AGI Could Lower Interest Rates

Standard models predict that expectations of artificial general intelligence (AGI) should elevate long-term interest rates. I show that this prediction need not hold. I develop a heterogeneous-agent asset pricing model in which AGI capable of automating most human labor, can lower interest rates even as it dramatically accelerates growth. This result suggests caution when interpreting long-term bond yields as a signal of market expectations of transformative AI.

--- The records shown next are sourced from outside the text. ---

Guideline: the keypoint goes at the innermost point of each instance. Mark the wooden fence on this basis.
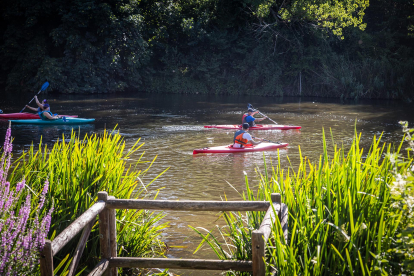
(106, 207)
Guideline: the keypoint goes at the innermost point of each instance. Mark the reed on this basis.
(344, 218)
(77, 170)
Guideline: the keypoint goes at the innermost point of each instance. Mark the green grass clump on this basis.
(349, 214)
(77, 170)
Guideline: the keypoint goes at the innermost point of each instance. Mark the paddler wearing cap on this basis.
(249, 119)
(242, 137)
(43, 110)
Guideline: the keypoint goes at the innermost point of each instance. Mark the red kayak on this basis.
(257, 127)
(248, 148)
(25, 115)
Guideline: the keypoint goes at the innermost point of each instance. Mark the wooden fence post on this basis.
(46, 260)
(112, 236)
(104, 235)
(277, 199)
(258, 253)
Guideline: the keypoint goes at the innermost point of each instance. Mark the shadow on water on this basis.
(171, 126)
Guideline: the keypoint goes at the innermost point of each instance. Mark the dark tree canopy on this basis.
(342, 48)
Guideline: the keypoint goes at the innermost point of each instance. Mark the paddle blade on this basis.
(44, 86)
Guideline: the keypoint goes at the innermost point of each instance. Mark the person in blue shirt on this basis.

Strategic Wealth Accumulation Under Transformative AI Expectations

The rapid progress of development in the field of artificial intelligence may profoundly reshape the global economy by both increasing productivity and automating away many jobs. This paper explores how households adjust their economic behavior today in anticipation of transformative AI (TAI). Building on previous research, I introduce a novel mechanism where the future reallocation of labor from humans to AI systems owned by wealthy households creates a zero-sum contest for control over AI resources—driving changes in current savings decisions and asset prices.

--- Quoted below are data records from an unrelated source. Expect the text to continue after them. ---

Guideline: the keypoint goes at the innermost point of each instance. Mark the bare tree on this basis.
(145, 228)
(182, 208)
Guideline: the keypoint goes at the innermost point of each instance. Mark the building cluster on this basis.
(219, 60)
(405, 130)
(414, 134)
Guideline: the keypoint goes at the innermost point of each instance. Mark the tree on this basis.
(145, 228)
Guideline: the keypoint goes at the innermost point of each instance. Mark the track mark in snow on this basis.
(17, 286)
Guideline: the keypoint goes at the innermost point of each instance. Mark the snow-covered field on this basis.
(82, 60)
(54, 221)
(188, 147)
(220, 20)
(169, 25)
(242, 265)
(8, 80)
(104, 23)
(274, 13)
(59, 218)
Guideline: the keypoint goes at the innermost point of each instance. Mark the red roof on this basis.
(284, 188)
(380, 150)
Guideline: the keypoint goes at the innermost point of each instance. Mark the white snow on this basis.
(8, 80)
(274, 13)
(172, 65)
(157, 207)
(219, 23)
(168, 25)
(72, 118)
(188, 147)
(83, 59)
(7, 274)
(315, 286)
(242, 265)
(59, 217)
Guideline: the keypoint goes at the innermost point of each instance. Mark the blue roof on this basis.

Can Interest-Bearing Positions Solve the Long-Horizon Problem in Prediction Markets?

Prediction markets suffer from reduced liquidity and price accuracy for long-horizon events due to the opportunity cost of committed capital. Recently, major platforms have introduced interest-bearing positions to mitigate this "long-horizon problem." I evaluate this policy using agent-based simulations with large language model (LLM) traders in a 2 x 2 factorial design, varying time horizon (4 days vs. 2 years) and the presence of interest. While long horizons degrade accuracy, the observed pricing bias (0.72 percentage points) is significantly smaller than theoretical and prior empirical estimates. Paying interest eliminates approximately 83% of the horizon effect on accuracy and more than triples market participation (from 17% to 62% of wealth). These findings suggest the long-horizon problem may be overstated in existing literature and that interest-bearing positions are a highly effective intervention, primarily by incentivizing participation rather than correcting bias.

Other Writings

Monet: Mixture of Monosemantic Experts for Transformers Explained

MONET is a novel neural network architecture using extreme expert specialization (~250k experts/layer) to improve interpretability without sacrificing performance. I explain how it works, present a new interpretation of the architecture, and propose efficiency improvements.